Pelaporan tersebut diwakili oleh Indra Anjani, warga Pulau Rempang yang dalam berkas tersebut disebut sebagai pemohon, selain itu Indra juga ditemani oleh Faris Muhammad Faza, Rahman, Fahrul Kurniawan, Marcellino Ananta Surya Timur, Muhammad Iqbal Kholidin, Syahrul Iswandi, Wahyu Wicaksono Djiwandono, yang semuanya merupakan bagian dari Tim Hukum Gerakan Rakyat Selamatkan Rempang.
Dalam berkas laporan permohonan uji materiil undang-undang yang diterima MK pada Ahad, 8 Oktober 2023, memuat beberapa poin landasan tuntutan uji materiil undang-undang tersebut. Lebih lanjut, dalam berkas tersebut, Indra Anjani juga menyebut bahwa pelaksanaan Undang-Undang Nomor 2 Tahun 2012 bertentangan dengan Pasal 24 ayat 1 UUD 1945, Pasal 28A UUD 1945, Pasal 28D ayat 1 UUD 1945, Pasal 28E ayat 3 UUD 1945, Pasal 28H ayat 4 UUD 1945, dan Pasal 28 J ayat 2 UUD 1945.
“Dengan ini mengajukan permohonan pengujian materiil Undang-Undang Nomor 2 Tahun 2012 tentang Pengadaan Tanah bagi Pembangunan Untuk Kepentingan Umum –selanjutnya disebut UU Pengadaan Tanah bagi Pembangunan Untuk Kepentingan Umum– terhadap Undang-Undang Dasar Negara Republik Indonesia,” seperti dikutip dari berkas laporan Gerakan Rakyat Selamatkan Rempang.
Isi Undang-Undang
Diakses dari laman Peraturan.bpk.go.id, Undang-Undang Nomor 2 Tahun 2012 secara garis besar berisi mengenai pengadaan tanah bagi pembangunan yang diperuntukkan bagi kepentingan umum.
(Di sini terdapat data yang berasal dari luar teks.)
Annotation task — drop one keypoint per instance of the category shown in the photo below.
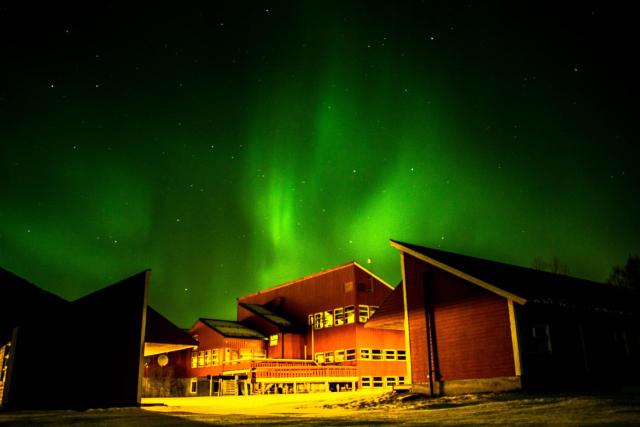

Lebih lanjut, peraturan yang diresmikan pada 14 Januari 2012 di Jakarta tersebut berisi mengenai asas pengadaan tanah yang tertera dalam Pasal 2 Bab II berbunyi, Pengadaan Tanah untuk Kepentingan Umum dilaksanakan berdasarkan asas:
- kemanusiaan;
- keadilan;
- kemanfaatan;
- kepastian;
- keterbukaan;
- kesepakatan;
- keikutsertaan;
- kesejahteraan;
- keberlanjutan; dan
- keselarasan.
Selain itu, pada Pasal 3 juga membahas mengenai tujuan dari Pengadaan Tanah untuk Kepentingan Umum, yakni bertujuan untuk pelaksanaan pembangunan guna meningkatkan kesejahteraan dan kemakmuran bangsa, negara, dan masyarakat dengan tetap menjamin kepentingan hukum Pihak yang Berhak. Dengan kata lain, dalam pasal tersebut turut membahas mengenai ganti untung atau rugi yang ideal bagi pihak yang tanahnya dibutuhkan oleh negara.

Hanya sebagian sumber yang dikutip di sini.